The IMF’s recommendation comes amidst Nigeria’s struggle with record-high inflation and economic challenges exacerbated by the COVID-19 pandemic.

The report highlights the inefficiency and ineffectiveness of subsidies, noting that they are costly and poorly targeted.

According to the IMF, higher-income groups tend to benefit more from these subsidies, resulting in a misallocation of resources. With pump prices and electricity tariffs currently below cost-recovery levels, subsidy costs are projected to increase significantly, reaching up to three percent of the gross domestic product (GDP) in 2024.

The IMF suggests that once Nigeria’s social protection schemes are enhanced and inflation is brought under control, subsidies should be phased out.

The government’s social intervention scheme, developed with support from the World Bank, aims to provide targeted support to vulnerable households, potentially benefiting around 15 million households or 60 million Nigerians.

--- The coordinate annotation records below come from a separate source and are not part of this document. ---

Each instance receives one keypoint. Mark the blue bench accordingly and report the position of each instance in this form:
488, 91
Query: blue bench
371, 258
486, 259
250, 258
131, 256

However, concerns persist regarding the removal of subsidies, particularly in light of the recent announcement of an increase in electricity tariffs by the Nigerian Electricity Regulatory Commission (NERC).

While the government has taken steps to reduce subsidies, including the removal of the costly petrol subsidy, there are lingering challenges in fully implementing these reforms.

Nigeria’s fiscal deficit is projected to be higher than anticipated, according to the IMF staff’s analysis.

The persistence of fuel and electricity subsidies is expected to contribute to this fiscal imbalance, along with lower oil and gas revenue projections and higher interest costs.